彼女はほぼ初対面レベルの私たちにお土産を持ってきてくれた。まず地元で有名なコーヒー豆を持ってきてコーヒーを入れてくれ、みんなにひとつずつ黒七味の可愛い缶をプレゼントしてくれた。薫り高いコーヒーはコクがあって美味しかったし黒七味は初めてだった。外見は七味唐辛子の赤に対して名前通り黒く、黒ごまや山椒が入っている。香りが良く、今までに試してピッタリだったのはみそ汁、うどんなどの麺類、キンピラゴボウ、麻婆豆腐にも良く合う。

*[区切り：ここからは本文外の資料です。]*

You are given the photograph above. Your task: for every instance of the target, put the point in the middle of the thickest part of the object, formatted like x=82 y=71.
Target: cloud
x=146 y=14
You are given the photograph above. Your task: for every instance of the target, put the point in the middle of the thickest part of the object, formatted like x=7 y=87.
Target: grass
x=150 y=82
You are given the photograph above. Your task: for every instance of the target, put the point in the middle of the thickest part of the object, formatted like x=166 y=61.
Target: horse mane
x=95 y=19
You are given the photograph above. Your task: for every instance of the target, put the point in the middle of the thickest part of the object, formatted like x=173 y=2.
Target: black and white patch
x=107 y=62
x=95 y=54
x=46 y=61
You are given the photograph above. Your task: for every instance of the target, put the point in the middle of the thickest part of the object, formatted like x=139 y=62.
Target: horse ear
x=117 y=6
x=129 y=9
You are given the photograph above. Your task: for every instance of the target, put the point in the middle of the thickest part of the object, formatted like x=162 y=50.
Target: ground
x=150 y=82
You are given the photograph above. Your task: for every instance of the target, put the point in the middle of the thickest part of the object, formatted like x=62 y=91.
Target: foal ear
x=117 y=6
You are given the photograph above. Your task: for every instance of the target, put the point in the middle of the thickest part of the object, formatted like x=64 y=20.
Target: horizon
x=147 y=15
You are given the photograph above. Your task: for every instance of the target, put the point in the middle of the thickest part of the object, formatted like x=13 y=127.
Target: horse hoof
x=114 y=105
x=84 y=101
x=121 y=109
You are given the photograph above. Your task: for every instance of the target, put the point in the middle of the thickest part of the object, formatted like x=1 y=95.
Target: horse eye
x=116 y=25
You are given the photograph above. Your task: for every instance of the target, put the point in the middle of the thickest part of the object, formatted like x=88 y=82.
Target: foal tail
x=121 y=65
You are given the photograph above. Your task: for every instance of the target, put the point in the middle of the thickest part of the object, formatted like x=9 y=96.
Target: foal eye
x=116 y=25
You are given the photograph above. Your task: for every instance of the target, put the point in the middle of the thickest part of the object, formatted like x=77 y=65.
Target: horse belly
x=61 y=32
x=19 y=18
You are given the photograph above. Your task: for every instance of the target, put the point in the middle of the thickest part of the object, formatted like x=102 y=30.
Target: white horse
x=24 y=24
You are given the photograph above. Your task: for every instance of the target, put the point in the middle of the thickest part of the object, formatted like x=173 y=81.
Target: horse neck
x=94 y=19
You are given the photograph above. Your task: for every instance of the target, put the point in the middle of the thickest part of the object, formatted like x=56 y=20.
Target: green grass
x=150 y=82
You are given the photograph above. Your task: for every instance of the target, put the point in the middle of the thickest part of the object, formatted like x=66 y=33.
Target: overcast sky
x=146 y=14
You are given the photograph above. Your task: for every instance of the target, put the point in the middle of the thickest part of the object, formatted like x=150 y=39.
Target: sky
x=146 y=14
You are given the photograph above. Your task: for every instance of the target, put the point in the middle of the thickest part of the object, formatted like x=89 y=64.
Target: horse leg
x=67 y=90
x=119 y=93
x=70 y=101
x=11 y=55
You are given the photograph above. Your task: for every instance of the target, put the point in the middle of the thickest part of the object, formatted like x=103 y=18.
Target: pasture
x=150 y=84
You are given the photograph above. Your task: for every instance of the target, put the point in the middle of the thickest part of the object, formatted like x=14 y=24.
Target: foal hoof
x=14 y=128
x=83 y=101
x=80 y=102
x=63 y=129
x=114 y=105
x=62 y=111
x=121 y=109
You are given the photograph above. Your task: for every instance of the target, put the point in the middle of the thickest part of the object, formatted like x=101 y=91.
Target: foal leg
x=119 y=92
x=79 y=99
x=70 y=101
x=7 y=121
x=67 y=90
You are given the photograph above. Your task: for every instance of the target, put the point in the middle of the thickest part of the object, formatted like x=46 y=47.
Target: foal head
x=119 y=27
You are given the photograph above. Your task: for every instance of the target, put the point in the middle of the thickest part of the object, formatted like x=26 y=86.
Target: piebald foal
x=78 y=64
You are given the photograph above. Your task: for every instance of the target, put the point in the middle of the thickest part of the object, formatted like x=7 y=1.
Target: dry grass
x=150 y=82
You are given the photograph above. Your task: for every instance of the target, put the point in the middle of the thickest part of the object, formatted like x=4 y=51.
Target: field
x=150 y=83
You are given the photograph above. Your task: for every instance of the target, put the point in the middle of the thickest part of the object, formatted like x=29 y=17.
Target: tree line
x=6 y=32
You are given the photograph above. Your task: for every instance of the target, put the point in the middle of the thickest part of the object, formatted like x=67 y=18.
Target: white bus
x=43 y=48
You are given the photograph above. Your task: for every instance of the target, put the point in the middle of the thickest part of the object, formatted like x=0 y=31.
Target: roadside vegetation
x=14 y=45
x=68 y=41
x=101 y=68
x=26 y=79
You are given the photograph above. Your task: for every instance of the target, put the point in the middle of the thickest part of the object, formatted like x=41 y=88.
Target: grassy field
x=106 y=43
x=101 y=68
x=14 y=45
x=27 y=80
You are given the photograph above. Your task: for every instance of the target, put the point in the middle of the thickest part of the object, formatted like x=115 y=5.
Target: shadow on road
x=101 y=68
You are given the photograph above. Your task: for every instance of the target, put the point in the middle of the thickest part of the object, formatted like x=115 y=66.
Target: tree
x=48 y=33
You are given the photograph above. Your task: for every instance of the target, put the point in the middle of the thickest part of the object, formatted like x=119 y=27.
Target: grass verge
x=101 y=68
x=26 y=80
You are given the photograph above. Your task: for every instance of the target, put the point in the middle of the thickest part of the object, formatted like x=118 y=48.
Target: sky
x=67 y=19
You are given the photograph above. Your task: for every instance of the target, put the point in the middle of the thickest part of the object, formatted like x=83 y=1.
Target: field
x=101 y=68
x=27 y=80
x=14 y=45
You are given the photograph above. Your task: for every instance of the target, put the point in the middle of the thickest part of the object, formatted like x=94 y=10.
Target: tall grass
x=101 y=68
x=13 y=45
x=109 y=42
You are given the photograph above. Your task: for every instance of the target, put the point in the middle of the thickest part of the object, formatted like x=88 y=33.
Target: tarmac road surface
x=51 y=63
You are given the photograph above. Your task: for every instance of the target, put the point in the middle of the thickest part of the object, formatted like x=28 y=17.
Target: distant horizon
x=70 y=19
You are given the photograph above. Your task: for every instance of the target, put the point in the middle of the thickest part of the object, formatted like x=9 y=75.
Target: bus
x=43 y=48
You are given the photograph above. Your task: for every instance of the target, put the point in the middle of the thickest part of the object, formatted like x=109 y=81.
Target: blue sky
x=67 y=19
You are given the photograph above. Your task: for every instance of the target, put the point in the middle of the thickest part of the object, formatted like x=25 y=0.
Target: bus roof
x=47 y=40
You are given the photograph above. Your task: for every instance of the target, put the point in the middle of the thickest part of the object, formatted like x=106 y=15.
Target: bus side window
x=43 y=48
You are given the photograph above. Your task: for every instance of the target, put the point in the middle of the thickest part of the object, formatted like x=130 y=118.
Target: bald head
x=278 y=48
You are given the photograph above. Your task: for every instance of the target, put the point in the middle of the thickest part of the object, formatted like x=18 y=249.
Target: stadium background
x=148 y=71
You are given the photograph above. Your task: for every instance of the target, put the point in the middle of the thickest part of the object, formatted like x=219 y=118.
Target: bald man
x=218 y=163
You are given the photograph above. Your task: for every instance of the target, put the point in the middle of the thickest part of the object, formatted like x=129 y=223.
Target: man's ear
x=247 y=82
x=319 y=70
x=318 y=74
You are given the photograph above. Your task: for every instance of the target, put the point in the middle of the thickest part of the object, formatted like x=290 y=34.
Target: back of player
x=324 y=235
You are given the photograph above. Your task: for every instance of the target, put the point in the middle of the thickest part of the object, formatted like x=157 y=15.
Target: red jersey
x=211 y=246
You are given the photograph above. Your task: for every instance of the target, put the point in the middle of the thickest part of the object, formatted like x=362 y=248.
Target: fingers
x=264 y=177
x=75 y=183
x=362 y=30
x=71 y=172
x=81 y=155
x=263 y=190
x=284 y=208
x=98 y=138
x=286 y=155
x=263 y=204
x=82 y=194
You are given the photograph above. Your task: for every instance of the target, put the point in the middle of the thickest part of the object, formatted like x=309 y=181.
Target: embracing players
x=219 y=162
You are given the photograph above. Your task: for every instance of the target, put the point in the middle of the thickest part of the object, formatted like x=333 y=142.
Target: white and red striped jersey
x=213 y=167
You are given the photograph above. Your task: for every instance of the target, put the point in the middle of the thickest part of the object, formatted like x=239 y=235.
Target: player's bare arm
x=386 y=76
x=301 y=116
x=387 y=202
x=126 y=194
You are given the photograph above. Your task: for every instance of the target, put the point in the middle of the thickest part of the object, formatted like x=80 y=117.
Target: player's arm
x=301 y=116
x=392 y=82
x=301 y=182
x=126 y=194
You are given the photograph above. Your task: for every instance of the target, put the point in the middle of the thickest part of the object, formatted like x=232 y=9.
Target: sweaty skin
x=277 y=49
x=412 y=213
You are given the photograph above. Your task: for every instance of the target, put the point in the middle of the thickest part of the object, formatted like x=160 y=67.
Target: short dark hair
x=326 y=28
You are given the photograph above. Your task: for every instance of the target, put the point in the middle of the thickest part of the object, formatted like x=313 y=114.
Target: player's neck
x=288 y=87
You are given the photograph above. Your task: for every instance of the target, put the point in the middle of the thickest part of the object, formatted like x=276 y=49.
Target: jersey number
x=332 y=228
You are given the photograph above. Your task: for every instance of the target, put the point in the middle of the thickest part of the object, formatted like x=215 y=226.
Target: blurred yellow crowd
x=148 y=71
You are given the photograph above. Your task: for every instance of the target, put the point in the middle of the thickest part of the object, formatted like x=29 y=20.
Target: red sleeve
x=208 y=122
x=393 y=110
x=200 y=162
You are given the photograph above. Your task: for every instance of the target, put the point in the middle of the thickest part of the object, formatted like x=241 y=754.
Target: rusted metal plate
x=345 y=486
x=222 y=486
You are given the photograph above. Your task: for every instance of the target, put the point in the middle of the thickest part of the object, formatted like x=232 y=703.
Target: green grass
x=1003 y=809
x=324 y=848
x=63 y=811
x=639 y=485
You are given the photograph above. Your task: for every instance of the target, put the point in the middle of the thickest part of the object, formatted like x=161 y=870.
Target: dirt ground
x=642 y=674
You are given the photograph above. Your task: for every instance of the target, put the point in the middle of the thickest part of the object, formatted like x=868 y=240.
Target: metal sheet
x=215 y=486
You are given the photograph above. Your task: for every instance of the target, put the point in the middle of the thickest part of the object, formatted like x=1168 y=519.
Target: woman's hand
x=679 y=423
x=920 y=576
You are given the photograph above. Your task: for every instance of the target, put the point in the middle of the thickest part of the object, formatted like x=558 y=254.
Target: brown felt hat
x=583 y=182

そして究極のお土産は何とヘチマ。鹿児島では確かにみそ汁の具などにして食べるが、お風呂で身体を洗うアレである。驚いたことに彼女はそのヘチマを作ることが趣味なのだそうだ。それをひとり一本ずつ?!配ってくれた。今までヘチマ作りが趣味だという人と出会ったことはなく、よく考えてみると天然のヘチマでちゃんと身体を洗ったこともない。頂いたヘチマは振ってみるといくつか黒い種が飛び出して来た。本物だ。適当な長さに切って使うこと、必要で有ればヒモを通して使っても良いことのレクチャーを受ける。濡らすと思ったほど痛くなく、適当な堅さがあって心地よい。病みつきになりそうだ。「やっぱり枕はそば殻ね」なんて言っているおばあちゃんのように、私も「身体を洗うなら天然のヘチマでなきゃ」なんて言いそう。

新しい友人と過ごすのはお互いに知らないことがたくさんあって刺激的だ。